In recent weeks the registry has also been criticized for including the names of deceased teachers and outing trans people by listing their birth names underneath their legal names.

Yet in cases like that of former Edmonton teacher Alyssa Tungul, who was convicted and sentenced of criminal offenses involving a student, no information about the offenses is available on the registry because the case hasn’t made it’s way through the disciplinary hearing process.

Former Edmonton junior high music teacher Alyssa Tungul was sentenced to 32 months for sexual interference with a former student who was 15 years old at the time. Her registry profile does not currently mention her conviction. (CBC)

“The registry does not include information on matters that are currently underway,” said the education minister’s press secretary, Katherine Stavropoulos, in an email.

“Once a disciplinary matter has concluded — and if it results in a finding of unprofessional conduct or professional incompetence and the minister suspends or cancels a teacher or teacher leader’s certificate as a consequence — then the decision will be added to the online registry.”

Stavropoulos said this is done at the completion of the matter to ensure outcomes are not assumed or precluded, and to ensure procedural fairness while a legislated complaint process is underway.

But according to Williams, the registry seems flawed.

“This whole system was meant to provide a transparent list so parents could be assured that the people teaching their children are safe and have not been found guilty of offenses that could pose a danger to their children,” said Williams.

“It doesn’t seem like it’s doing what they thought it needed to do.”

Wing Li, with the parent advocacy group Support Our Students Alberta, says the registry feels ill prepared and not ready for public use.

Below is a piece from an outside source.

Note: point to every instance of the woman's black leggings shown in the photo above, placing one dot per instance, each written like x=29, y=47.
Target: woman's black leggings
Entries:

Edmonton parent and communications director for the advocacy group Support Our Students (SOS) Alberta, Wing Li, says the province should remove the registry until it resolves current concerns. (Submitted by Wing Li)

“If the point of it, as government says, is to protect the public and to protect students and learning places from problematic teachers, then they need to do a better job of keeping the files accurate, because they’re also violating the privacy of lots of other teachers who are not problematic,” she said.

“Maybe it should be taken offline until they sort out these technicalities and legal loopholes and obstacles.

Williams agrees.

“It may well be appropriate to suspend access to the list until a proper review and correction of these problems can be accomplished,” she said.

In a July 25, 2022, letter from the Office of the Information and Privacy Commissioner (OIPC) to the education minister and the Alberta Teacher’s Association, the commissioner recommends the government conduct a privacy impact assessment for the registry, if it had not already been done.

The commissioner say they would be happy to review such an assessment and provide input.

The government says its staff did complete privacy assessments prior to the launch of the registry, but it wouldn’t release copies of the assessments or say exactly when the work was completed.

As of Wednesday, the OIPC had not been provided the assessments, or received any complaints since the registry was launched.

The Alberta Teachers’ Association says it has met with the government since the concerns were originally raised, and is now giving the government time to implement changes.

“If we don’t see them soon, however, we are prepared to take the next steps with the OIPC, which could include a complaint,” said ATA communications officer Mark Milne in an email.

“It should be noted that anyone listed on the registry can file a complaint with OIPC as well.”

Alberta Education says requests for an exemption from the list can be made at any time. So far it has received 110 requests.

Officials say exemptions can be made if inclusion on the registry conflicts with another law in Alberta or Canada; if it contradicts a short order; or if inclusion could reasonably cause injury or hardship to a person.

Education Minister Adriana LaGrange was unavailable for an interview.